Browser market share, March/April 2026
Source: StatCounter GlobalStats (March 2026 all-platform; April 2026
desktop; March 2026 mobile).
All platforms
Browser Share Relaxed-SIMD by default
Chrome 66.7% ✅
Safari 17.9% ❌ (flag)
Edge 5.79% ✅
Firefox 2.33% ✅
Samsung Internet 2.06% ✅
Opera 2.0% ✅
*Total ✅ default* *~78.9%*
*Total ❌ flag* *~17.9%* Desktop only (April 2026)

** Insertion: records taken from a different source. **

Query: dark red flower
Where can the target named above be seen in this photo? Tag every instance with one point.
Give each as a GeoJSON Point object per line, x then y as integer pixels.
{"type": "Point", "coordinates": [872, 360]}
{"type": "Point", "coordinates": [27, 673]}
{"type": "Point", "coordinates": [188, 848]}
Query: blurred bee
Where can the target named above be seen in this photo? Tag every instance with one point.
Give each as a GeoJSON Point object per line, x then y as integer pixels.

Browser Share Relaxed-SIMD by default
Chrome 71.48% ✅
Edge 11.52% ✅
Safari 6.20% ❌ (flag)
Firefox 4.22% ✅
Opera 2.28% ✅
Brave 1.47% ✅
*Total ✅ default* *~91.0%*
*Total ❌ flag* *~6.2%* Mobile only (March 2026)
Browser Share Relaxed-SIMD by default
Chrome 65.10% ✅
Safari (iOS) 25.99% ❌ (flag)
Samsung Internet 3.75% ✅
Opera 1.58% ✅
UC Browser 1.13% partial
Firefox 0.62% ✅
*Total ✅ default* *~71.1%*
*Total ❌ flag* *~26.0%*
caniuse.com's headline number — *73.89% global usage* for unflagged
relaxed-simd as of April 2026 — agrees with the all-platform table (Safari
is the gap). The mobile picture is the weakest: ~26% of mobile sessions are
iOS Safari, which can't load a relaxed-simd binary at all.
The Safari problem, specifically
Safari shipped fixed-width SIMD in 16.4 (March 2023), so all the +simd128
work tract has done already lands. Relaxed-simd was added behind a flag in
2024 (State of WebAssembly 2025/2026
<https://platform.uno/blog/the-state-of-webassembly-2025-2026/>) and has
stayed behind a flag through Safari 26.5 / TP — including iOS. iOS is the
kicker: every browser on iOS uses WebKit under the hood (Apple policy), so
Chrome-on-iOS, Edge-on-iOS, Firefox-on-iOS all inherit the same flag-gated
state. There's no path around it short of the user toggling Develop >
Feature Flags themselves, which a tract consumer can't ask their end users
to do.
What this means for the default
A tract consumer who builds with +simd128,+relaxed-simd and ships the
resulting .wasm to a browser context will hit LinkError / CompileError on
roughly *18% of all sessions* (26% of mobile sessions, 6% of desktop) — the
binary won't even load. That's a hard failure visible to the end user, not
a silent perf regression.
A consumer who builds with the current +simd128 default loads everywhere,
runs at the speeds we already ship, and forfeits the 1.08–1.46× E2E win on
the 80%+ of sessions that *would* support relaxed-simd. That's a soft loss,
recoverable at any time by flipping a flag — and the consumer can flip it
themselves with a one-liner once they know their audience.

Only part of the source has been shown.